這些天在醫院碰到許晗已經見怪不怪了,傅妍大多數時間都是裝作看不見的,除非對方攔上來,傅妍又不好動手硬把她推開。
不過今天除了許晗,還來了幾位,看樣子分明是地位不低的樣子,以至於跟在一邊的許晗看到傅妍也不好像平時那樣湊上來打招呼。
“薑嵐?”傅妍看著走在最前麵的高挑女人,小聲嘀咕了一句。
薑嵐是許晗上司這件事,傅妍早有了解,事實上她比較好奇的是,走在薑嵐側前方的小女孩。
她穿著深色的小洋裝,打扮的像個洋娃娃,但盡管這姑娘年紀不大,但也絕對已經成年了。可是她的舉止卻像極了小孩子,時不時蹦兩步,肆意的四處打量,摸摸碰碰,然後再回頭拽著薑嵐的手臂,大力的晃動著,興奮地跟她講著什麼。
對此,薑嵐始終保持著極為恭敬的態度。
就好像,這個一眼看上去心智不全的小姑娘有著比薑嵐更高的地位。但又好像不僅如此,畢竟薑嵐平靜的麵容上沒有半點的不耐煩,反而眉目間隱隱透著無奈和寵溺。

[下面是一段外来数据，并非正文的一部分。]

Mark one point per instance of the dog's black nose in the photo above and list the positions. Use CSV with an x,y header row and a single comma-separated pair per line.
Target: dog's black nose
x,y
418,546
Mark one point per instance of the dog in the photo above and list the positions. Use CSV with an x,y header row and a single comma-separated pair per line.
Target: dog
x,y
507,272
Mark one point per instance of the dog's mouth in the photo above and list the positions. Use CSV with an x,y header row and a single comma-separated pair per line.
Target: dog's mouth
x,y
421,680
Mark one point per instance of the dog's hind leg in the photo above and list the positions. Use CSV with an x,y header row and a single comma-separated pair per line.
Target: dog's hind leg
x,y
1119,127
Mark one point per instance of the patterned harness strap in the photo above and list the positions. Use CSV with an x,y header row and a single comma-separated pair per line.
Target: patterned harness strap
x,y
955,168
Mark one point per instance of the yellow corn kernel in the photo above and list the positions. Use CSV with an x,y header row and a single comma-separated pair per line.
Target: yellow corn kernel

她一麵和領路的裴錦聊著什麼,一麵又把鬧騰的小家夥照顧的麵麵俱到。
傅妍聳聳肩,目送著一行人消失在轉角口。
“今天醫院來了好多人,妍妍你看見了麼?”剛走進辦公室,安雅就不知道從哪個角落疙瘩裏冒了出來,趴在傅妍的桌子上壓低聲音說道。
傅妍收拾著桌子,順便輕輕點了點頭,“嗯。”
安雅咂咂嘴,然後把在外麵聽到的那些話又給傅妍重複了一遍,“我聽說,是黑|道來的,”她神秘道,“沒想到那個許律師,上頭竟然是混黑的……還有那個小姑娘,就是穿的很歐式恐怖劇風格的那個,不知道什麼來頭,聽說進了辦公室,所有人都站著,就她是坐著的。”
傅妍低著頭看著病例,耳朵卻將安雅的話都聽了個清楚。目光撇到空蕩的門口,狀似無意的問了句,“是為什麼事情?”